With the amount of interest in new scales facilitating clinical research, it was probably inevitable that a scale would be developed to rate how well the evidence from research is adopted into clinical practice. Jessica L. Garno, PhD, reported on the validation of a rating scale to assess adherence to evidence-based psychopharmacotherapy practices. Despite recent efforts to expand research based on effectiveness, Garno asserted that practitioners underutilize the findings and have insufficient guidance to extrapolate from efficacy studies to the treatments they provide.

"The rapid growth of new pharmacotherapies for mood disorders, coupled with the promulgation of numerous practice guidelines, has prompted the need for more systematic approaches to choosing longitudinal treatment strategies," Garno explained.

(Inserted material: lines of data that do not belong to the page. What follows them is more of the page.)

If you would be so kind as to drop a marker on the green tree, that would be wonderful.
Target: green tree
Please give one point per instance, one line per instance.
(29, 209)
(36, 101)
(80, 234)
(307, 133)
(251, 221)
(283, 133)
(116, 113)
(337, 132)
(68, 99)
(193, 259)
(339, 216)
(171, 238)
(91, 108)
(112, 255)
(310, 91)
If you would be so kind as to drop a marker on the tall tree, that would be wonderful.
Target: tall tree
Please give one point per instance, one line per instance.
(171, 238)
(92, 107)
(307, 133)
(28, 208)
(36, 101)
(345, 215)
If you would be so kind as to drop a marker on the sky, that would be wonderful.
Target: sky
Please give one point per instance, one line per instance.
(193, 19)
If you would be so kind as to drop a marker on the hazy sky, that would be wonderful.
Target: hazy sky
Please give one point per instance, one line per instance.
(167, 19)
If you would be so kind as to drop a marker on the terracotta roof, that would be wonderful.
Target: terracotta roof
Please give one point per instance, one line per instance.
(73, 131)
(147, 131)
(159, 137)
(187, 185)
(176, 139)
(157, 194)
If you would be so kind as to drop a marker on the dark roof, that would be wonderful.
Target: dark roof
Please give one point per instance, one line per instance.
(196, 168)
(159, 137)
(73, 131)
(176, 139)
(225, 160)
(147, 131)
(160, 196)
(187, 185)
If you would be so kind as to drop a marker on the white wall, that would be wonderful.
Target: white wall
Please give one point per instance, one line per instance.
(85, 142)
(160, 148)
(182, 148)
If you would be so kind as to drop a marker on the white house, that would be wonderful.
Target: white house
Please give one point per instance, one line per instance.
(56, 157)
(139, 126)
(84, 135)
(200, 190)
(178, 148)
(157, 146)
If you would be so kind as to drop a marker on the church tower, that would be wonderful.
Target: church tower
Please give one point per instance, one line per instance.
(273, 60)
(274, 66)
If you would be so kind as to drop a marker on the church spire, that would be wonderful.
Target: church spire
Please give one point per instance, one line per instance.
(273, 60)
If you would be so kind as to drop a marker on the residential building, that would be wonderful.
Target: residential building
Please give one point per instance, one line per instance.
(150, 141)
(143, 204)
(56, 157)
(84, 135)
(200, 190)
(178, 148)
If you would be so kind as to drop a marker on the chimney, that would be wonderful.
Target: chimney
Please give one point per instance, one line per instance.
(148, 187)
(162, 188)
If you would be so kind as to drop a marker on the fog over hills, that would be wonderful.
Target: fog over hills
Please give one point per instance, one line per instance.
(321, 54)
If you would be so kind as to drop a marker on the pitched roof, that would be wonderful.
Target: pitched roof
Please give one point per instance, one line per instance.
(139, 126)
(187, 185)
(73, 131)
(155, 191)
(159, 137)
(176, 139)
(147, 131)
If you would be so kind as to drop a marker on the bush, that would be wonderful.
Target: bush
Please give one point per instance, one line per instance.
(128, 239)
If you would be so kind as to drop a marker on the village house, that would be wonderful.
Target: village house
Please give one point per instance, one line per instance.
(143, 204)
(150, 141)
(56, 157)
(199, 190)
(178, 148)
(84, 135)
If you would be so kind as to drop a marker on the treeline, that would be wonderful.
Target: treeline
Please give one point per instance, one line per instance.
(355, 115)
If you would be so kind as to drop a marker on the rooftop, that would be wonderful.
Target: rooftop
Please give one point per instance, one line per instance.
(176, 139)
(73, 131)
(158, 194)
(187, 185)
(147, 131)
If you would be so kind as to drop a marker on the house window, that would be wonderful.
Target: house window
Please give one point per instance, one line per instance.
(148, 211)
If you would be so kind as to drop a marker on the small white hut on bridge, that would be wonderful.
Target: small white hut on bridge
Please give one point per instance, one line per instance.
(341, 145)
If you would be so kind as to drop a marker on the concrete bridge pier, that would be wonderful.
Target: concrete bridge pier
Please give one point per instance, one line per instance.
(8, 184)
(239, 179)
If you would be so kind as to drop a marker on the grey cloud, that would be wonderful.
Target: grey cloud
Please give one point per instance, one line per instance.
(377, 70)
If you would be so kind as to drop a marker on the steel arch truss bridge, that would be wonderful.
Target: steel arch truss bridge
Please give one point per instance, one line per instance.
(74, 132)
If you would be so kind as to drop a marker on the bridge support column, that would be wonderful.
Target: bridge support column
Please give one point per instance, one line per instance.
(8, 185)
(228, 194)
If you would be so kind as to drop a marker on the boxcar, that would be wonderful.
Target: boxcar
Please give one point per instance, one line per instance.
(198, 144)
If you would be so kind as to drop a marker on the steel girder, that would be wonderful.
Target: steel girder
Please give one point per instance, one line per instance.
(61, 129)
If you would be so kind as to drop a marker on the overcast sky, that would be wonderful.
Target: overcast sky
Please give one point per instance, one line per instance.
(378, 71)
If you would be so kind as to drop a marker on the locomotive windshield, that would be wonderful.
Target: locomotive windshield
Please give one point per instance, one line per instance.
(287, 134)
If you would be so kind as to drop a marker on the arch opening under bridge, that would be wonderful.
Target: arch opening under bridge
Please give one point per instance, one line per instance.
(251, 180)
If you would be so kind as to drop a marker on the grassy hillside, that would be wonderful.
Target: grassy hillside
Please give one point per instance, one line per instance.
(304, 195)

Garno and colleagues developed a 20-item, 20-point scale to rate fidelity to pharmacotherapeutic practices that have been commonly accepted in consensus meetings and expert reviews. The scale was found to have face validity, internal consistency, and item-total, as well as overall inter-rater reliability in validity testing with psychiatrists who referred patients to an inpatient facility for treatment of unipolar or bipolar mood disorder and comorbid substance abuse.

Garno and colleagues suggested that the application of their scale "may hold value in tracking performance improvement among clinicians or in examining relationships between evidence-based practices and patient service utilization or outcome."

This is part 1 of the 2-part coverage of the 2006 NCDEU meeting; the second report, on treatment investigations, will appear in a future issue of Psychiatric Times.